Fan Yadan, He Lu, Pakhomov Serguei V S, Melton Genevieve B, Zhang Rui
Institute for Health Informatics, Minneapolis, MN.
Department of Computer Science, Minneapolis, MN.
AMIA Jt Summits Transl Sci Proc. 2017 Jul 26;2017:493-501. eCollection 2017.
Clinical notes contain rich information about supplement use that is critical for detecting adverse interactions between supplements and prescribed medications. It is important to know the context in which supplements are mentioned in clinical notes to be able to correctly identify patients that either currently take the supplement or did so in the past. We applied text mining methods to automatically classify supplement use into four status categories: Continuing (C), Discontinued (D), Started (S), and Unclassified (U). We manually classified 1,300 sentences into these categories, which were further split as training (1000 sentences) and testing (300 sentences) sets. We evaluated the 7 types of feature sets and 5 algorithms, and the best model (SVM with unigram, bigram and indicator word within certain distance) performed F-measure of 0.906, 0.913, 0.914, 0.715 for status C, D, S, U, respectively on the testing set. This study demonstrates the feasibility of using text mining methods to classify supplement use status from clinical notes.

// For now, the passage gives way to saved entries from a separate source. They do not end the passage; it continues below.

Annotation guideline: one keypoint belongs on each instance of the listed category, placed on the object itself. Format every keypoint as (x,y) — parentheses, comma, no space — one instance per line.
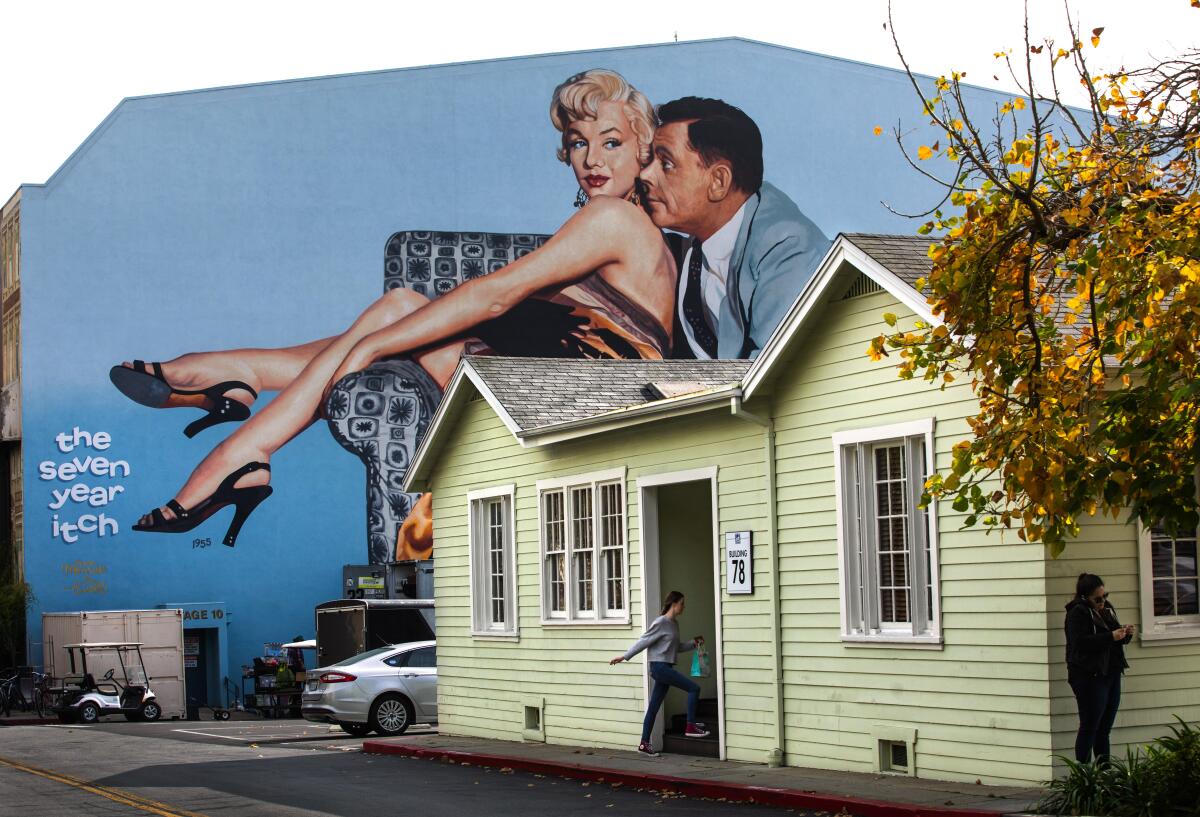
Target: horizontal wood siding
(981,704)
(484,683)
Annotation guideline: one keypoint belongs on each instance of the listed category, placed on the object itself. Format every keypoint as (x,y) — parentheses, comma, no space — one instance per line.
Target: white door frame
(648,535)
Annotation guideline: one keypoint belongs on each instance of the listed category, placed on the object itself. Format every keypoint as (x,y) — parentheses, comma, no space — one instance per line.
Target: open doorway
(679,541)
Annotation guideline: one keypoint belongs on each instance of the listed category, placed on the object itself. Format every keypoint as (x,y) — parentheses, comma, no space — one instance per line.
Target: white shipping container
(160,631)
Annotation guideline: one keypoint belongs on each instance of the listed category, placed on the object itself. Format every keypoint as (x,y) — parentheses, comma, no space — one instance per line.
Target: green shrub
(1161,781)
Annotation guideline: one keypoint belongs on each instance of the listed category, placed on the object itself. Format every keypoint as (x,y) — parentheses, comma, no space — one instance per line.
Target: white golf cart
(85,700)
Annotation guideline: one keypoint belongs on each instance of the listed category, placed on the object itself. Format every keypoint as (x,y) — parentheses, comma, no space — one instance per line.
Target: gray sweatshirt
(660,642)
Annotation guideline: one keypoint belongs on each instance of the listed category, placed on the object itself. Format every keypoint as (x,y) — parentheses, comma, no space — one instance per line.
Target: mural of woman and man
(678,250)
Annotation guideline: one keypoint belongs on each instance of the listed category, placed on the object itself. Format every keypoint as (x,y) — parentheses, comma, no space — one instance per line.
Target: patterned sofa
(379,414)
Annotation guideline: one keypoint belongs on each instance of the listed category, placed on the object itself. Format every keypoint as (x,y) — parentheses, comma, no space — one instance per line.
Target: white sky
(65,64)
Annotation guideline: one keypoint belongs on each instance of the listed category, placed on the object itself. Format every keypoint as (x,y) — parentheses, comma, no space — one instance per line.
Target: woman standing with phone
(663,646)
(1095,662)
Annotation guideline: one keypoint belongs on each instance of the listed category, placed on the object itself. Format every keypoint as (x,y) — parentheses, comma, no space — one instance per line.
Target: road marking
(223,737)
(114,794)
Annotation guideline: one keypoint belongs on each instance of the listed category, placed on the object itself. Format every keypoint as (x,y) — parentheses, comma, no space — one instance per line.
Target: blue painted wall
(257,216)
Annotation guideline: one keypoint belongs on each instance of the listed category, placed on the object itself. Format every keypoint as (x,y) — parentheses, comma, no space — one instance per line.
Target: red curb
(787,798)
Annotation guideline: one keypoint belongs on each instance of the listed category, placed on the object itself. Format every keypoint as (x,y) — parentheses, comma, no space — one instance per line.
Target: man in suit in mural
(748,251)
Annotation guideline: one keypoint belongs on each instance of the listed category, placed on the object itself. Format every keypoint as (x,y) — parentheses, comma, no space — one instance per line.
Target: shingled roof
(549,391)
(905,256)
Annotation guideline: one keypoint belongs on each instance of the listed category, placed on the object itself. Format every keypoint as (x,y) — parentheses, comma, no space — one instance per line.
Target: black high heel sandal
(150,388)
(244,500)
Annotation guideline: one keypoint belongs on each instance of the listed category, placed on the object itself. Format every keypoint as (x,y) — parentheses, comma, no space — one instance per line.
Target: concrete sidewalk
(861,794)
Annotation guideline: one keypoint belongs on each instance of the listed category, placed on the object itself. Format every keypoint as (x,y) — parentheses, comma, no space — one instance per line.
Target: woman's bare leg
(262,370)
(295,407)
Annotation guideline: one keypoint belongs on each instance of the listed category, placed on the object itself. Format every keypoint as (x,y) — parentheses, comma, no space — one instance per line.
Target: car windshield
(363,656)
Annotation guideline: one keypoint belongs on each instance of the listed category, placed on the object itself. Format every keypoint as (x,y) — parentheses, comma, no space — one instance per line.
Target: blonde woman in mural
(606,278)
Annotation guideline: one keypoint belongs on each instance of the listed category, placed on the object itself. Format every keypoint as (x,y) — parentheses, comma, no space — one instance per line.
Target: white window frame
(481,625)
(1161,629)
(599,614)
(858,611)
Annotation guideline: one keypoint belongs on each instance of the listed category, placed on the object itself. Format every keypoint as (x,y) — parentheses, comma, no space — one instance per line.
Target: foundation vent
(895,749)
(534,725)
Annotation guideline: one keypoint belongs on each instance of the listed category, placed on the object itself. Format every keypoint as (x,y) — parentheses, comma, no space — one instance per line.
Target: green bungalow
(847,630)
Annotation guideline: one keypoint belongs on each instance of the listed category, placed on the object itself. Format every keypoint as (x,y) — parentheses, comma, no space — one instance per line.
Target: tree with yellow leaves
(1066,282)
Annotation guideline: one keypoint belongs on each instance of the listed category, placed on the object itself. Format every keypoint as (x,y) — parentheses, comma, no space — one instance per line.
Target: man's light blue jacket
(777,252)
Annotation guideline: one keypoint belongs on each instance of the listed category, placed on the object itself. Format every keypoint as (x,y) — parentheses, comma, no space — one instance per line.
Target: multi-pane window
(553,516)
(583,550)
(1174,574)
(887,544)
(1170,584)
(612,547)
(493,569)
(495,533)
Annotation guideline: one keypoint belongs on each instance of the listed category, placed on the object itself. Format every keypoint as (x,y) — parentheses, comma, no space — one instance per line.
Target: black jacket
(1090,647)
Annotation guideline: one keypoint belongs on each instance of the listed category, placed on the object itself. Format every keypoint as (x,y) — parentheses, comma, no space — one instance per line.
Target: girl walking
(663,646)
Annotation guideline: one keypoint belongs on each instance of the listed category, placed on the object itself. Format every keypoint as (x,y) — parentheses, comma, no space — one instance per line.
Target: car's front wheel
(357,730)
(391,714)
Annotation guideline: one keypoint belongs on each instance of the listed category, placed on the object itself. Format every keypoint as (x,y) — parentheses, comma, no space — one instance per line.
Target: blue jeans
(665,677)
(1098,697)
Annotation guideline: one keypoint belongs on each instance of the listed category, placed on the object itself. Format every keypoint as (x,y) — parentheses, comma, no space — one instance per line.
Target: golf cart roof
(105,644)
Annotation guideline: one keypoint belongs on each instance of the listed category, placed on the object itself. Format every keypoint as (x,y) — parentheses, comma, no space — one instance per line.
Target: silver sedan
(383,690)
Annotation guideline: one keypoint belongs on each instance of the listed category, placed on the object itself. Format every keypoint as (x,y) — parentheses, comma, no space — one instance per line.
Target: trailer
(160,634)
(348,626)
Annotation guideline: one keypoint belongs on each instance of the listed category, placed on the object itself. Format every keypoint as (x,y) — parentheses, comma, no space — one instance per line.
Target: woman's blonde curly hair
(580,96)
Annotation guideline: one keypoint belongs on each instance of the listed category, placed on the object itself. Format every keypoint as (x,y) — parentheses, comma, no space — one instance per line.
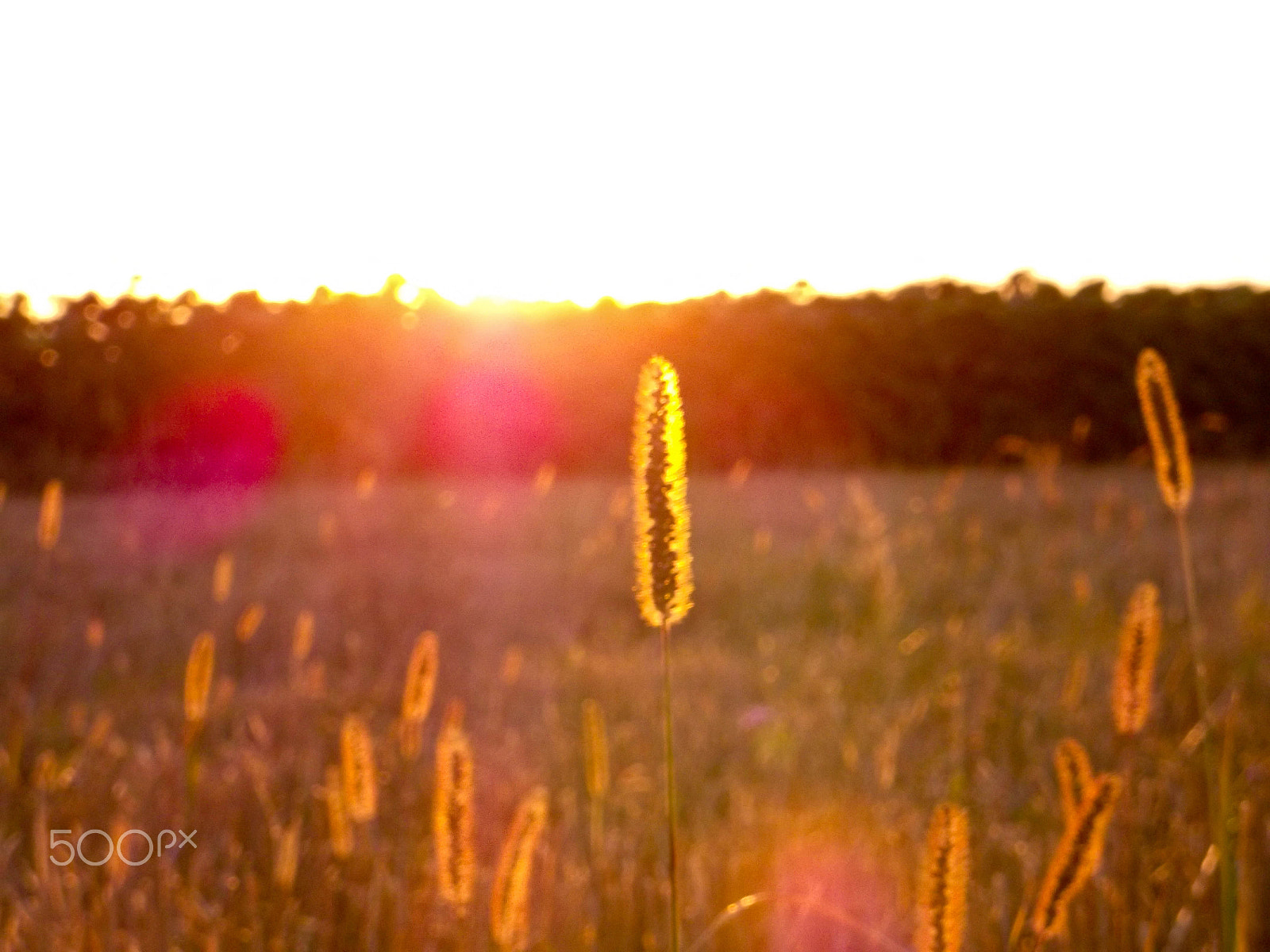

临床记录包含有关补充剂使用的丰富信息,这对于检测补充剂与处方药之间的不良相互作用至关重要。了解临床记录中提及补充剂的背景情况很重要,以便能够正确识别当前正在服用补充剂或过去服用过补充剂的患者。我们应用文本挖掘方法将补充剂使用自动分类为四个状态类别:持续使用(C)、已停用(D)、开始使用(S)和未分类(U)。我们将1300个句子手动分类到这些类别中,并进一步分为训练集(1000个句子)和测试集(300个句子)。我们评估了7种特征集和5种算法,最佳模型(带有单字、双字和特定距离内指示词的支持向量机)在测试集上对状态C、D、S、U的F值分别为0.906、0.913、0.914、0.715。本研究证明了使用文本挖掘方法从临床记录中分类补充剂使用状态的可行性。